Sofía escuchaba las palabras, "horno", "producto". Así la veían. No como una persona.
A veces, Rodrigo pedía una prueba. Javier entonces activaba la videollamada y apuntaba el teléfono al vientre de Sofía, levantándole la camisa sin ningún pudor.
"Ahí está. Creciendo para ti."
Ella yacía inmóvil, expuesta, sintiendo la mirada de los dos hombres sobre su piel, sobre el bulto que empezaba a formarse de nuevo. Era una pesadilla recurrente. El vientre que había albergado a su hijo, ahora profanado, convertido en un espectáculo para sus verdugos.
Una noche, Javier se quedó más tiempo. Se sentó en la cama y la abrazó. Su cuerpo se tensó, rígido como una tabla.
"Sé que es difícil, Sofía," susurró él contra su cabello. "Pero cuando todo esto termine, volveremos a estar juntos. Como antes. Te lo prometo. Compraré tu perdón. Te daré todo lo que quieras."
Ella no respondió. No podía. Y aunque pudiera, ¿qué le diría? ¿Que "antes" había muerto? ¿Que él lo había matado?
Él la soltó, su paciencia agotándose.
"Bien. No digas nada.
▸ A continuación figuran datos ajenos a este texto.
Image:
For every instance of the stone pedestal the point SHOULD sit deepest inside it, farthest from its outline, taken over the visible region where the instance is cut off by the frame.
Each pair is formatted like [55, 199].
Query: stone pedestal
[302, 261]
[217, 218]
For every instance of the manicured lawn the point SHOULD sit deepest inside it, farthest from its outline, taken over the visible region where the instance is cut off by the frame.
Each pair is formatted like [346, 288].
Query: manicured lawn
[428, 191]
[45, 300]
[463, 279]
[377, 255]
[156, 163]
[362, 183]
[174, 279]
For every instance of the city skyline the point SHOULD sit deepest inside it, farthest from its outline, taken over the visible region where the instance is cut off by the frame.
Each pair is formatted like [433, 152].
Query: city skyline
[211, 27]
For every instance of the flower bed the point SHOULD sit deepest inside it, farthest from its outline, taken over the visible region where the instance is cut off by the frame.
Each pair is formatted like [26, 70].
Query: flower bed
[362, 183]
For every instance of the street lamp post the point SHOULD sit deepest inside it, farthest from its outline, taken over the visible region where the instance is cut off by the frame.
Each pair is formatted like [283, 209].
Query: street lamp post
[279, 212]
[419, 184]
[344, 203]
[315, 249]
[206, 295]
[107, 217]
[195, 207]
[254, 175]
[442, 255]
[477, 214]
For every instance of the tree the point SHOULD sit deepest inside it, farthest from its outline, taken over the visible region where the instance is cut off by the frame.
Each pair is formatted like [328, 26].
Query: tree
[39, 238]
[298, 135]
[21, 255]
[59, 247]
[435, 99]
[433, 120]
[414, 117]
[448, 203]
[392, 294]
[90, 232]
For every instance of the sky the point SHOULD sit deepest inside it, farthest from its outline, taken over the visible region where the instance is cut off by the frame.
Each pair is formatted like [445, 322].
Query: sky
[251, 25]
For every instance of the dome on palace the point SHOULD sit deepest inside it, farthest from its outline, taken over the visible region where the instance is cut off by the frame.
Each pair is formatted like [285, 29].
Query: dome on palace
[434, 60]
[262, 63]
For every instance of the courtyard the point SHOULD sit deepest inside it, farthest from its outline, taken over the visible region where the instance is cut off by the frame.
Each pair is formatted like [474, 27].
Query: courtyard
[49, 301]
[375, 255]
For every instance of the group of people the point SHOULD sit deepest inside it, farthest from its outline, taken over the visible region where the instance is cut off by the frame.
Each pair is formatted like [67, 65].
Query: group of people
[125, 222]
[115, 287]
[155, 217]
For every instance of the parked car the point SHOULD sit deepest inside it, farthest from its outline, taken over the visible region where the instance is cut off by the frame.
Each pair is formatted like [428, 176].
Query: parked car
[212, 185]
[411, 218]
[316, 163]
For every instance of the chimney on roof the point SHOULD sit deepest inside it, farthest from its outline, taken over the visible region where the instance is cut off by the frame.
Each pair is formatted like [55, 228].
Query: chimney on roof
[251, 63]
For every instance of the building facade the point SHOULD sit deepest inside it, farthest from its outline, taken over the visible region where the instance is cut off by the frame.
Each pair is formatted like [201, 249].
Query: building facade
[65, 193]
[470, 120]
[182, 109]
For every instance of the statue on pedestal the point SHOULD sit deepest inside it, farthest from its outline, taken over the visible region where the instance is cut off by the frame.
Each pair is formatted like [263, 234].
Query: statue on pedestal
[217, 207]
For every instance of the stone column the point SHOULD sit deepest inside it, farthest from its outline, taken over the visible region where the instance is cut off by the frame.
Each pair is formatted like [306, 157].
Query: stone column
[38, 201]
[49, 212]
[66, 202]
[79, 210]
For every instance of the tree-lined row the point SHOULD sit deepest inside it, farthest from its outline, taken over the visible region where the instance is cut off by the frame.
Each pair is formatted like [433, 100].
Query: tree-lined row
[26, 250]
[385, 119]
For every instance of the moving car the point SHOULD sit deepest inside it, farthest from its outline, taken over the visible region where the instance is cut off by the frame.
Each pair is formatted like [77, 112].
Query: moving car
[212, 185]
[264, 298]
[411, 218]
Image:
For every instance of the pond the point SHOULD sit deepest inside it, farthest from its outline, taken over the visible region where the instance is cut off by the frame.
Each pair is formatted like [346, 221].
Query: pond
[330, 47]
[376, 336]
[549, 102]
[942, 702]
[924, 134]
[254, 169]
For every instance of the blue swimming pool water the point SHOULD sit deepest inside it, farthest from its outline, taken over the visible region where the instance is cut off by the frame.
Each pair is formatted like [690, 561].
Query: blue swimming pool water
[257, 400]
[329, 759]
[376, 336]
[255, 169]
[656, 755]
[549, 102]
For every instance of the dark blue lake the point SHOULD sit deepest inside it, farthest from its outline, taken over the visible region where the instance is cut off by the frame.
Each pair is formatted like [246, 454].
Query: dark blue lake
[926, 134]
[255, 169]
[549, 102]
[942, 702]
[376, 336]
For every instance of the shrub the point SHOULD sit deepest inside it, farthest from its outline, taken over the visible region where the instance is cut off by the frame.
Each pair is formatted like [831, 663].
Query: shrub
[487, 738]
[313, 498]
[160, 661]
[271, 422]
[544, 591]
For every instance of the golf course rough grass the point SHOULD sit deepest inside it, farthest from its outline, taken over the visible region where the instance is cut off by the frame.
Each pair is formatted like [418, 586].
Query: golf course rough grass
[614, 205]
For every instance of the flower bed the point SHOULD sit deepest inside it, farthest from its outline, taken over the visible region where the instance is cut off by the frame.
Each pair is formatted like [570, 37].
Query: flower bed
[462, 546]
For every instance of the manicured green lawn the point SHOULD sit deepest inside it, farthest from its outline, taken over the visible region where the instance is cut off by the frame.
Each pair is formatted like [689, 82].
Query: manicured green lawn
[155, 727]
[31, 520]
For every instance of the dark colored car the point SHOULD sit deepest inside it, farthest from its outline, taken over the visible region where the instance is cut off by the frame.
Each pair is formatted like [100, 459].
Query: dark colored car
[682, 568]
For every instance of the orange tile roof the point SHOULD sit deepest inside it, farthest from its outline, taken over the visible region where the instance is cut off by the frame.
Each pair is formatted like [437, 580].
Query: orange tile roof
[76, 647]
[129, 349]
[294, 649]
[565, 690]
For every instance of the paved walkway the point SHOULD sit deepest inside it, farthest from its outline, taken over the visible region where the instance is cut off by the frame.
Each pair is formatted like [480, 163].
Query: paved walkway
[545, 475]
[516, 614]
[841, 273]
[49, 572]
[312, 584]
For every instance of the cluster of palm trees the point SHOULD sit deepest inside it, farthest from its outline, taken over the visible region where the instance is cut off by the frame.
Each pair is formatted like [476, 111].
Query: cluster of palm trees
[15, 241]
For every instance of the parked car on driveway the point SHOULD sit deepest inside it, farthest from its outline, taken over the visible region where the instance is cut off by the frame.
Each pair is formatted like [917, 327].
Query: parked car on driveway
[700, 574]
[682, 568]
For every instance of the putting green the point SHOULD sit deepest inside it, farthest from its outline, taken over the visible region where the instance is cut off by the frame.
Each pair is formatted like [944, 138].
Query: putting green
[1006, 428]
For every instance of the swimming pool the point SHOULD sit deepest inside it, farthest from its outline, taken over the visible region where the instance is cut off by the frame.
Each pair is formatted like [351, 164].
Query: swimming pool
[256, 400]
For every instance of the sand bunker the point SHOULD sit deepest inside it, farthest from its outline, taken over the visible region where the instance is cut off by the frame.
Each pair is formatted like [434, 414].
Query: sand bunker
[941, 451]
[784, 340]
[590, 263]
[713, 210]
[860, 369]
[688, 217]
Pero cuida de esa cosa. Es mi boleto para salir de este lío. Y es la vida de tu hermana. No lo olvides."
Se fue, cerrando la puerta con llave.
Sofía se quedó mirando el techo. Su cuerpo se estaba recuperando lentamente de la herida en su muñeca, de la mutilación en su boca. Pero su mente se estaba desintegrando.
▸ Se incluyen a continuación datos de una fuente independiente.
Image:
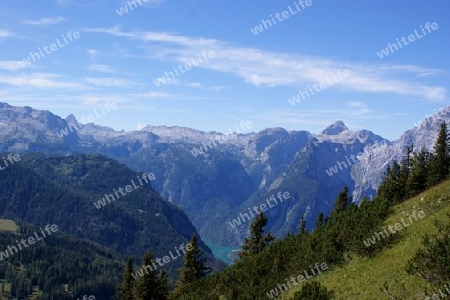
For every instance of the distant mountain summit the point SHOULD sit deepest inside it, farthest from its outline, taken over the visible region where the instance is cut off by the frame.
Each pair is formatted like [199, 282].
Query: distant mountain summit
[335, 129]
[226, 176]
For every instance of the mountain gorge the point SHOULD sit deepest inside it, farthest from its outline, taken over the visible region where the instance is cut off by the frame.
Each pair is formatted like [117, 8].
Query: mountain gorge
[229, 174]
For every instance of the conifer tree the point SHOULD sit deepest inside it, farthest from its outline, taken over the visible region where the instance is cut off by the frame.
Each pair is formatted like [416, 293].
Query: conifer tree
[319, 221]
[417, 180]
[405, 168]
[163, 284]
[440, 159]
[342, 201]
[257, 241]
[302, 226]
[193, 268]
[147, 287]
[126, 288]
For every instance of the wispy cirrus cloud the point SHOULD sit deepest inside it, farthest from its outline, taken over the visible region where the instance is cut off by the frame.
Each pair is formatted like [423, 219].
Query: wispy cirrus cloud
[265, 68]
[11, 65]
[44, 21]
[5, 33]
[111, 82]
[102, 68]
[39, 80]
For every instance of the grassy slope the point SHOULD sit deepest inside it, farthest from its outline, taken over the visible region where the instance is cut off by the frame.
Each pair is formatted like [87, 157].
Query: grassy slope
[362, 278]
[8, 225]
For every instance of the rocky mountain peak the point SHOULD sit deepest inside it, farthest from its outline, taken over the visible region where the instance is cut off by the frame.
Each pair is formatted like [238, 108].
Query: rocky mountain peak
[335, 129]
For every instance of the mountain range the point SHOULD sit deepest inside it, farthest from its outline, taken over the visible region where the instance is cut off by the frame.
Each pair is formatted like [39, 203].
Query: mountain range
[217, 178]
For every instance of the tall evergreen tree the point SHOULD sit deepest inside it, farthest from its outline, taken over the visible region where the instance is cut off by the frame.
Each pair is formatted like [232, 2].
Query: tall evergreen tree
[440, 160]
[302, 226]
[417, 180]
[257, 241]
[163, 284]
[405, 168]
[194, 268]
[319, 221]
[147, 287]
[126, 288]
[342, 201]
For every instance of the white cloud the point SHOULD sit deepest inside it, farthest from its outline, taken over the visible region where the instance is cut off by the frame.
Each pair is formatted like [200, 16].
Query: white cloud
[5, 33]
[271, 69]
[11, 65]
[102, 68]
[44, 21]
[38, 80]
[107, 81]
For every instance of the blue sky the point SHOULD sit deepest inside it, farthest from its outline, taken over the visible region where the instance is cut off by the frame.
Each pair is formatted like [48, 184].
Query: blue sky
[251, 76]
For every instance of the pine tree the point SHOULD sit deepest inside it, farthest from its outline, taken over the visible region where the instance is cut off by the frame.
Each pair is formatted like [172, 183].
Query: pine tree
[257, 240]
[126, 288]
[302, 226]
[417, 180]
[194, 267]
[163, 284]
[342, 201]
[147, 287]
[320, 221]
[440, 159]
[405, 168]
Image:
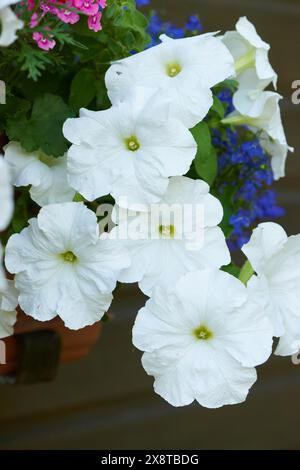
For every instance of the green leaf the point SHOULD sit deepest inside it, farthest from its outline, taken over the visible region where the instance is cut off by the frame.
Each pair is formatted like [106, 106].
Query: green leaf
[206, 157]
[83, 89]
[232, 269]
[218, 107]
[43, 129]
[226, 200]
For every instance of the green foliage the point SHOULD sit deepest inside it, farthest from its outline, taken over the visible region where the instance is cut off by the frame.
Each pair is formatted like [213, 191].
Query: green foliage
[34, 61]
[83, 89]
[206, 158]
[218, 107]
[43, 128]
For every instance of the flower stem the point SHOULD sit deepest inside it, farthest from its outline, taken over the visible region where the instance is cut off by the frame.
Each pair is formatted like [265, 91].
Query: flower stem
[246, 272]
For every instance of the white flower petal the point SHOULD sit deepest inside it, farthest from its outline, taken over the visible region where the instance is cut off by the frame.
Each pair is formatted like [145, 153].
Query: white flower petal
[215, 371]
[46, 175]
[101, 162]
[8, 304]
[6, 195]
[266, 240]
[197, 242]
[188, 91]
[63, 268]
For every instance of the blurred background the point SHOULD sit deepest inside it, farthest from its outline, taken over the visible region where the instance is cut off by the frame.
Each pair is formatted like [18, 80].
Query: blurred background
[106, 401]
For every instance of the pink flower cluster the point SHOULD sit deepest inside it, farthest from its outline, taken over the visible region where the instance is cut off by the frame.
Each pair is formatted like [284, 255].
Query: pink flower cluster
[68, 11]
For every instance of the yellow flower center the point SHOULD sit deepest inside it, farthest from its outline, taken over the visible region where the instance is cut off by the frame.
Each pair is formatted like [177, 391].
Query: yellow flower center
[69, 257]
[202, 333]
[132, 143]
[167, 231]
[173, 69]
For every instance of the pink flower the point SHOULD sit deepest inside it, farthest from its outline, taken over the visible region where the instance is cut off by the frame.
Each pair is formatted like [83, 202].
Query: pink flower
[34, 21]
[67, 16]
[43, 42]
[94, 22]
[48, 8]
[30, 5]
[86, 6]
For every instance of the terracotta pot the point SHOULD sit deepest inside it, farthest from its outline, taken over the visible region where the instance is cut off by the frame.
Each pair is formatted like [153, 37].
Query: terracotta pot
[74, 345]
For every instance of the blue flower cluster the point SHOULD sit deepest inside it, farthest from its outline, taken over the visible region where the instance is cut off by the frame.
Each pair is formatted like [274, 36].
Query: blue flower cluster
[245, 173]
[142, 3]
[157, 26]
[245, 176]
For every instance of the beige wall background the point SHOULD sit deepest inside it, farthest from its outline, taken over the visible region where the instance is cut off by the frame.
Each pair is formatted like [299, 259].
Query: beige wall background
[106, 401]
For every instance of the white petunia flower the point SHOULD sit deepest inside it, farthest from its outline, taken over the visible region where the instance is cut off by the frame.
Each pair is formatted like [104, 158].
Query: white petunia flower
[203, 340]
[9, 22]
[183, 70]
[128, 150]
[261, 112]
[46, 175]
[8, 305]
[276, 288]
[6, 195]
[250, 52]
[179, 234]
[6, 209]
[63, 267]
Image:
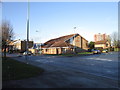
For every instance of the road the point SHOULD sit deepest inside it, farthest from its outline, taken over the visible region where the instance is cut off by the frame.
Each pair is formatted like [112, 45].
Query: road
[94, 71]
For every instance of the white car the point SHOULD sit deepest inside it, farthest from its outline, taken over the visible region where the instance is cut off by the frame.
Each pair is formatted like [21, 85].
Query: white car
[25, 53]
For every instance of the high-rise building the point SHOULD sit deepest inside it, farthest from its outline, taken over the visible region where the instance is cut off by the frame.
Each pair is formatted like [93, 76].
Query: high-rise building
[100, 37]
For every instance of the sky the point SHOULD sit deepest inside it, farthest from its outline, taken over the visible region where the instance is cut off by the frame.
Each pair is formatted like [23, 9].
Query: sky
[50, 20]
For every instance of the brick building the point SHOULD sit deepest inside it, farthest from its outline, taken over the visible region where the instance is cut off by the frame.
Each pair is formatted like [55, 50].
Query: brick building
[100, 37]
[65, 44]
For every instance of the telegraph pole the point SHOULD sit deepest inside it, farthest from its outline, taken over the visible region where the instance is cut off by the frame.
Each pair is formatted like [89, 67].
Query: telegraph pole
[74, 41]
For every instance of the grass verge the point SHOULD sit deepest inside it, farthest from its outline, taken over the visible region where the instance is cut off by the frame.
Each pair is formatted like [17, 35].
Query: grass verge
[15, 70]
[85, 53]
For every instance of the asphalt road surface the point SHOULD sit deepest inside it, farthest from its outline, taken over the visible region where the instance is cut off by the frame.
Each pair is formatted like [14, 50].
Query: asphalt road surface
[94, 71]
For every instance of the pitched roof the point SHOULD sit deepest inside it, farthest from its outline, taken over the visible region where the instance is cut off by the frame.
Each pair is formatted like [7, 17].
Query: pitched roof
[101, 42]
[59, 42]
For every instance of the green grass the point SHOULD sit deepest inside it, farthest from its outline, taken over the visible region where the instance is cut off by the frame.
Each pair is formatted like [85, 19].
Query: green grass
[85, 53]
[15, 70]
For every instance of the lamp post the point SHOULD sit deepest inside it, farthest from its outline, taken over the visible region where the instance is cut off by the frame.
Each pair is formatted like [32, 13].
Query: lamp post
[40, 43]
[27, 43]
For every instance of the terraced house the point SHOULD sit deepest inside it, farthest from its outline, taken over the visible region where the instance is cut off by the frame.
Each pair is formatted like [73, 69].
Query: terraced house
[73, 43]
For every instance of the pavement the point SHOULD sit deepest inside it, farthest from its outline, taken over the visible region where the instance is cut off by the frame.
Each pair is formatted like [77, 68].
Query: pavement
[93, 71]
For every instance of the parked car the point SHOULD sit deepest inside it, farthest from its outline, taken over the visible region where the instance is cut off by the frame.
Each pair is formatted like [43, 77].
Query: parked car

Pasaba horas sin moverse, perdida en un laberinto de recuerdos rotos. Recordaba a su hijo. Las pataditas que nunca sentiría. El llanto que nunca escucharía. Recordaba a Isabella, su risa, sus sueños. ¿Dónde estaría ahora? ¿Estaría viva?
La promesa de Javier de matarla era el único ancla que la mantenía cumpliendo.
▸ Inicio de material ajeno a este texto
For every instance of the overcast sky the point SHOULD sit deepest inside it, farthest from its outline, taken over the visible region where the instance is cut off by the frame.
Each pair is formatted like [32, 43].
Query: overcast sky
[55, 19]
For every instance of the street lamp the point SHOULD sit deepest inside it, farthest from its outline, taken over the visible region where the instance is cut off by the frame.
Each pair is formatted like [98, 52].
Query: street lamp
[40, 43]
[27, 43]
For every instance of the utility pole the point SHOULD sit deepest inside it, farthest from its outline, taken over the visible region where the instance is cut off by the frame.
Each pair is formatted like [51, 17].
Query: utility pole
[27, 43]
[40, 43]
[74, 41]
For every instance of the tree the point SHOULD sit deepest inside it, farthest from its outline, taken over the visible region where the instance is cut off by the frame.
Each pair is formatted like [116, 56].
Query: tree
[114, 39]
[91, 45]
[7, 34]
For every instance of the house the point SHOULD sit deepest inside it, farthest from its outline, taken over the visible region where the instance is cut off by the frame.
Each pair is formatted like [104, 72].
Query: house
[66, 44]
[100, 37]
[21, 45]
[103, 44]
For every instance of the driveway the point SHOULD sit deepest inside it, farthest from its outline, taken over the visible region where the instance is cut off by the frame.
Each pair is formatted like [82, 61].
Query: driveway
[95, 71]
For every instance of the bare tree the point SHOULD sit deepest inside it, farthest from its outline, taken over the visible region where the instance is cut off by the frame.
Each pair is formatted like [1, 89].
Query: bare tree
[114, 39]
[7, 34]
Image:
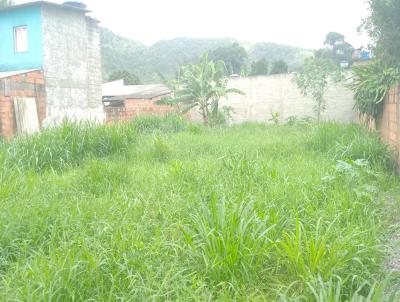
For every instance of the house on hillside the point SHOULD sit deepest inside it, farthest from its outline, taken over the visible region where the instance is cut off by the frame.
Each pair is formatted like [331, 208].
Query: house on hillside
[123, 103]
[50, 66]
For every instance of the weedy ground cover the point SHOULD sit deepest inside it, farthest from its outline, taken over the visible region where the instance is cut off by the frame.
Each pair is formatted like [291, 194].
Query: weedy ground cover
[164, 210]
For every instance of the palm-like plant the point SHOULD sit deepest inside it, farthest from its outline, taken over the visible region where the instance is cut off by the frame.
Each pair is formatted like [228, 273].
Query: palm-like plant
[200, 85]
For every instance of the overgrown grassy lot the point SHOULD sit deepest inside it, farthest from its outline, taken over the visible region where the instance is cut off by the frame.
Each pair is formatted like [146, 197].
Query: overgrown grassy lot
[163, 210]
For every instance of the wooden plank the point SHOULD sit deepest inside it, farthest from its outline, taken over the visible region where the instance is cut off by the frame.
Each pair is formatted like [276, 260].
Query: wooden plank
[26, 115]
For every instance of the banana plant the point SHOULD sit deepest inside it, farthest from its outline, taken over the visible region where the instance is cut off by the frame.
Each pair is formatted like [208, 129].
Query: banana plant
[200, 86]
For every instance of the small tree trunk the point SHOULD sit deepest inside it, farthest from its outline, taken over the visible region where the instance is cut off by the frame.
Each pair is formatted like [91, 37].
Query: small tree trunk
[204, 115]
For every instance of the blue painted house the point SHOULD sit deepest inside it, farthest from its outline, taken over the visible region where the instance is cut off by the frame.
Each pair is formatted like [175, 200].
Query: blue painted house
[21, 26]
[62, 42]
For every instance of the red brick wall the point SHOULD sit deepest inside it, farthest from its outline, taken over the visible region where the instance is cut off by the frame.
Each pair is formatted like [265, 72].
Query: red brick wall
[389, 125]
[134, 107]
[28, 85]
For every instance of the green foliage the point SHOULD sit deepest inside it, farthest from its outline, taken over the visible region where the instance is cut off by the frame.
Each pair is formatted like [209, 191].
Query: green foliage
[337, 49]
[234, 56]
[279, 67]
[259, 67]
[67, 146]
[129, 78]
[350, 144]
[275, 117]
[314, 78]
[202, 86]
[227, 241]
[6, 3]
[371, 84]
[184, 212]
[333, 38]
[383, 26]
[166, 57]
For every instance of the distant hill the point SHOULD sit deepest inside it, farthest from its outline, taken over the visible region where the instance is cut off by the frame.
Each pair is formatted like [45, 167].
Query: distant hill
[120, 53]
Con el paso de los meses, su vientre creció. Su cuerpo se transformó de nuevo, una repetición grotesca de su primer embarazo. Se veía en el espejo del baño, una figura esquelética con un abdomen hinchado. Su cabello estaba opaco, sus ojos hundidos en cuencas oscuras. Era un fantasma habitando una casa de carne y hueso.
Un día, sintió un movimiento.
Una patada.
No sintió alegría. No sintió conexión. Sintió una invasión. Algo ajeno moviéndose dentro de ella. Cerró los ojos y deseó desaparecer. Pero el cuerpo seguía funcionando, seguía nutriendo a la criatura. Prisionera de su propia biología, Sofía continuó existiendo, un día a la vez, esperando el final de su condena.